Increasing Reusability of Components
Overview
Qarbine promotes component reuse in the same manner code libraries are used. We do not want to redundantly define things that lead to sprawl. This quickly becomes a development, maintenance, and QA nightmare. For example, while analysis templates may embed data queries, best practice would instead suggest to idefine that data query in a Data Source and reference that component from your analysis template.
Managing Component Access
Components should be stored in folders that have meaningful names and are visible to appropriate team members. The Qarbine administrator can set up folders so that these components are only runnable or viewable and runnable. Alternatively, edit permission may be granted as well at the folder level.
In addition, component editors may set “non-owner” policies to control who may see them as well. Folder level permissions are considered first and then the “non-owner” policy applied.
Data Sources
The segregation of data retrieval from data formatting enables the retrieval component to be defined by team members skilled in database access and then efficiently discovered and reused by others. This avoids query sprawl.
To further improve reusability the queries may include variable placeholders. The values may be obtained through Prompt components, programmatically passed in, or through Qarbine initiated dialogs. Below is a query with a placeholder for the type of animal.
db.animals.find( {type: @type} ).project( {_id:0}).sort( {name: 1} )
Running this interactively presents the following.
You can also define a Prompt component which presents a selection list with the animal types and associate the Prompt with the Data Source. The user selected value is then used for the placeholder and the query run. The variable name would be 'type' and the list options Elements formula would be
getDistinctValues("Default Data Service", "q_sample", "animals", "type")
The data source author may then associate a prompt component to present a dialog to the user when the data source is run. The entered or selected value is then used to form the effective final query. If the data source is being used in an embedded fashion, then variables can be passed in directly and no prompt component is needed. Shown below is the data source property dialog with the Prompt tab activated.
Prompts
Prompts are runtime dialogs presented to the user to gather values used for the analysis. The values obtained are typically used by data source query variables but may also be used within the analysis. For example, consider an analysis which wants to do a “what if” report which requires a sales region identifier and a churn factor. The former is used to obtain the list of customers and the latter used as a parameter to a machine learning RESTful endpoint which uses customer properties and the churn factor to predict churn likelihood.

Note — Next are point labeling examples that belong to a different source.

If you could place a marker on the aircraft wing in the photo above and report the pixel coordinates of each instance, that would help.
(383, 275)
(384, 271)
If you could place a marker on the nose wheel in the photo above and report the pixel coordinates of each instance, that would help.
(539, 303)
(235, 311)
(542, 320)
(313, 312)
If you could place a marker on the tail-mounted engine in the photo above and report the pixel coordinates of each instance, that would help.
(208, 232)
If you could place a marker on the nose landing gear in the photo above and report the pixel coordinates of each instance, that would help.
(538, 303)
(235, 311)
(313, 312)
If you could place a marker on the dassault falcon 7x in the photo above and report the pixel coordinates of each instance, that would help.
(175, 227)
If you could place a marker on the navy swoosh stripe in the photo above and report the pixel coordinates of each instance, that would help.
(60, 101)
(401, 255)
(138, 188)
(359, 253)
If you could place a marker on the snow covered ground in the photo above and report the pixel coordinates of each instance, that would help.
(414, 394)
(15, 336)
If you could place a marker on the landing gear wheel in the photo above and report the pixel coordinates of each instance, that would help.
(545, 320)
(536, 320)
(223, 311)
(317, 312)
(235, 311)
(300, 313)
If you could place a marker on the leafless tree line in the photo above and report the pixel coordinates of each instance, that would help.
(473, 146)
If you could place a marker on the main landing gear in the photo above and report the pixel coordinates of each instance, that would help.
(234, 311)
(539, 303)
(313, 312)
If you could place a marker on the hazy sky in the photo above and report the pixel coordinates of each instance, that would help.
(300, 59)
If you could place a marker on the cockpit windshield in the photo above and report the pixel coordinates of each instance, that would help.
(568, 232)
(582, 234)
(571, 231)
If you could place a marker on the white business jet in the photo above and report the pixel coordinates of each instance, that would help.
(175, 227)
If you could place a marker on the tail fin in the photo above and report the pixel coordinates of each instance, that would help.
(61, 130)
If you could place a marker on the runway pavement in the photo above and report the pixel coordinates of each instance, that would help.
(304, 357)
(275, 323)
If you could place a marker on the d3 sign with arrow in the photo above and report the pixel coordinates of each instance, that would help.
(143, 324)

The names of the prompt variables must be known by the referencing data source and template components. Only one prompt may be referenced. When deployed in an embedded fashion, you may set the bypassIfHaveAllValues variable to true to skip any prompt presentation when there are values for all variables defined in the prompt.
Analysis Templates
Templates may reference a prompt component by name. Shown below is the data source property dialog with the Prompt tab activated.
Templates can also reference multiple data source components. All templates have a main data retrieval property and each group may also perform data retrieval. What is appropriate is based on the data and type of analysis wanted. Unlike prompts though, the data retrievals can be in one of several forms:
- Reference a data source,
- Embed values for a Data Service, database, and a query, or
- Use a formula.
Option 1 is the most flexible as it reuses an existing data source component. An example is shown below.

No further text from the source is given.